Certo, ognuno ha idee diverse su cosa sia giapponese. Io ho sicuramente molti tratti che potrebbero essere descritti come giapponesi – ci sono sicuramente cose che ho ereditato direttamente da mio padre. Ad esempio, la volontà di portare a termine qualcosa quando ci si pone un obiettivo, e di farlo con una certa disciplina e determinazione. O certe caratteristiche nelle interazioni interpersonali, come non usare la parola "no" molto spesso o direttamente – in Giappone, l'uso di questa parola breve ma potenzialmente molto forte non è comune in molte situazioni. Se il mio aspetto sia giapponese o meno è una decisione che ognuno deve prendere – in Europa, di solito vengo scambiato per un giapponese, e in Giappone, per un europeo…
Hai iniziato a prendere lezioni di violoncello all'età di quattro anni. Quali sono i tuoi ricordi di quei primi giorni? Come è nato tutto?
Da quando sono in grado di pensare e percepire coscientemente le cose, la musica è sempre stata una delle cose che ho sentito. Da un lato, principalmente mia sorella maggiore, che già suonava il pianoforte e si esercitava quotidianamente quando sono nato, e dall'altro, erano le registrazioni di una grande varietà di artisti e orchestre, ma soprattutto musica da camera, che venivano suonate in ogni possibile occasione. Tra l'altro, anche le Suite di Bach, eseguite da Pablo Casals, facevano parte di questo repertorio. In breve, la musica è sempre stata onnipresente nella mia infanzia. Quindi mi è sembrato logico che iniziassi anch'io a studiare pianoforte in tenera età, sotto la guida di mia madre. Ho un ricordo vivido di quel periodo: mia madre ci insegnava l'orecchio assoluto usando un gioco di "indovina le note". Ricordo ancora chiaramente il piccolo sgabello su cui sedevo dietro al pianoforte in quel periodo. Ben presto mia madre decise che in famiglia ci sarebbe dovuto essere un violoncellista, e naturalmente trovai entusiasmante suonare qualcosa di nuovo e mi ci avvicinai con altrettanto entusiasmo. Divenne subito evidente che il mio talento era perfettamente adatto al violoncello.
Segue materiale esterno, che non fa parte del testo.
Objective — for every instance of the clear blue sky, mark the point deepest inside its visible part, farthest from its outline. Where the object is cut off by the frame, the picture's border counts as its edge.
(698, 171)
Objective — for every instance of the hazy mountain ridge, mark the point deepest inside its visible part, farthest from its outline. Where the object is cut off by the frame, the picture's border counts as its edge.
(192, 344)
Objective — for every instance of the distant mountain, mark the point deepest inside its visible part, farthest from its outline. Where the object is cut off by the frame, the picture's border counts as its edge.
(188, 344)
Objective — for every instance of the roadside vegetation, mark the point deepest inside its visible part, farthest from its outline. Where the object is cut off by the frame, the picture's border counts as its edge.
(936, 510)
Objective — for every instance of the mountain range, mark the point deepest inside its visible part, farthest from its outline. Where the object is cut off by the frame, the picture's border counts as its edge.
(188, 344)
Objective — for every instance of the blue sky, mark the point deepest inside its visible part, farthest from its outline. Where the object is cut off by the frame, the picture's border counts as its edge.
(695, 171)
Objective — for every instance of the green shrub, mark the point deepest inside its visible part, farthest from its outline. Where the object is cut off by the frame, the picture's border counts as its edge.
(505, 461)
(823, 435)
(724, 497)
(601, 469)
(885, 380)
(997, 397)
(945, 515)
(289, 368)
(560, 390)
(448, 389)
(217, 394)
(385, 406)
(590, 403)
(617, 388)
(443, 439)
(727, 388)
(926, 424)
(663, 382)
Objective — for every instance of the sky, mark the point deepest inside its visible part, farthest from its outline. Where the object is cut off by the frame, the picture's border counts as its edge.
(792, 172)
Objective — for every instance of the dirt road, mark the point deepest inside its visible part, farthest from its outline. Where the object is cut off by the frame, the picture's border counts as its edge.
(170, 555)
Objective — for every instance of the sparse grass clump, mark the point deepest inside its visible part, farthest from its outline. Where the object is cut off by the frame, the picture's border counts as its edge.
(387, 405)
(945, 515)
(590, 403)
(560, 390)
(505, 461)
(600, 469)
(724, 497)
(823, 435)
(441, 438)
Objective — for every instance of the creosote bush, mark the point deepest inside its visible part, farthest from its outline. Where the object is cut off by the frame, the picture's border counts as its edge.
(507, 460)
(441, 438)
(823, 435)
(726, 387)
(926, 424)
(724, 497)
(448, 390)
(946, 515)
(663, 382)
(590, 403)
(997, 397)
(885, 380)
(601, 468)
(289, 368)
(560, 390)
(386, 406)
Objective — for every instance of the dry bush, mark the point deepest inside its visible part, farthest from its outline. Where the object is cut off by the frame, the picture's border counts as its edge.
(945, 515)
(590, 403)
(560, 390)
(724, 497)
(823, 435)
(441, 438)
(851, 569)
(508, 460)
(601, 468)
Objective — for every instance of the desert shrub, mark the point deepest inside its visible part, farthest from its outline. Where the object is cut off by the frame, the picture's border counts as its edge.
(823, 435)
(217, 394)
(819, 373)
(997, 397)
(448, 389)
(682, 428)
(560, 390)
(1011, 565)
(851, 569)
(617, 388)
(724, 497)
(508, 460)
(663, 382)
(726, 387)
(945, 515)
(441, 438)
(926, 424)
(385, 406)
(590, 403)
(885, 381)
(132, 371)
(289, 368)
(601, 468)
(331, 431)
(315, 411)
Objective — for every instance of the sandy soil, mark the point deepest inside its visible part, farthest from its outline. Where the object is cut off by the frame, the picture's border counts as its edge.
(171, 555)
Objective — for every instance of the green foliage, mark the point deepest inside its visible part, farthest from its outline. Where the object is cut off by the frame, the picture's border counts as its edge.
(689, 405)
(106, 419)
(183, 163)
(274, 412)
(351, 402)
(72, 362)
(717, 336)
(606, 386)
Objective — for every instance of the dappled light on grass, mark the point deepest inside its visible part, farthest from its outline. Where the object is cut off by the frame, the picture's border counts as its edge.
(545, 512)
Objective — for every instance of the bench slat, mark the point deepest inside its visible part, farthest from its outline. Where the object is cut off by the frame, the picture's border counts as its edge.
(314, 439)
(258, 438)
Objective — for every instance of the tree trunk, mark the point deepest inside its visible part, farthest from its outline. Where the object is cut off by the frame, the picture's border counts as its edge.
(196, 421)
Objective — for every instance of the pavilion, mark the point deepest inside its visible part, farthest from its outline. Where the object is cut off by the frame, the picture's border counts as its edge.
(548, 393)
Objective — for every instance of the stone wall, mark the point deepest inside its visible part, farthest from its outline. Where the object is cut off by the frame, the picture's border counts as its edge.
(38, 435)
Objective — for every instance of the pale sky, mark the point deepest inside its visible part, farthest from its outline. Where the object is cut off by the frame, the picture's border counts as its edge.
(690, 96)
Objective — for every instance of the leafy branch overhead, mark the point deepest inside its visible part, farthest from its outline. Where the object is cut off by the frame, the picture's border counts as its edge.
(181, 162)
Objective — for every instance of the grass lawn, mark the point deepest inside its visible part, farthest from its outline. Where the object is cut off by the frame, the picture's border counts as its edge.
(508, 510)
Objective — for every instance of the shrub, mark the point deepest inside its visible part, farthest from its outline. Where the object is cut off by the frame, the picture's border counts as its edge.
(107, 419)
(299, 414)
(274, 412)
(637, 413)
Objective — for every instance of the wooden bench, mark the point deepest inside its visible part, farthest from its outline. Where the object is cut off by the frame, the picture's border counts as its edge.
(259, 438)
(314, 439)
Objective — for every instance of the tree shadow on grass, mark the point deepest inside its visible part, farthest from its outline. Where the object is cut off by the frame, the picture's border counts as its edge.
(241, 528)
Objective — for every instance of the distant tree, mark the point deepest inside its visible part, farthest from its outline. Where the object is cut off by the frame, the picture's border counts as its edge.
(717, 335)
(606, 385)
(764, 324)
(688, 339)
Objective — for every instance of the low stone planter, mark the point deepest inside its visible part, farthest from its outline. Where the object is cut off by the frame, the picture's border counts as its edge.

Ha studiato con Boris Pergamenschikow a Berlino fino alla sua morte nel 2004. Può raccontarci del suo periodo da studente?
Il periodo con Boris Pergamenschikow è stato il più importante e formativo dei miei studi. Non è stato solo un grande modello per me, un insegnante brillante e, in seguito, in diverse occasioni, un partner musicale, ma è diventato anche un confidente, un vero amico. Ho imparato da lui che durerà per tutta la vita. Il suo stile e il suo approccio all'insegnamento erano intenzionalmente progettati per avere un impatto olistico. Trattava i suoi studenti come pari, come colleghi. I suoi metodi di insegnamento erano sempre sottili e spesso caratterizzati dal suo personalissimo senso dell'umorismo. Il suo obiettivo era sempre quello di espandere l'immaginazione degli studenti, ampliare i loro orizzonti e promuovere un modo di pensare più olistico.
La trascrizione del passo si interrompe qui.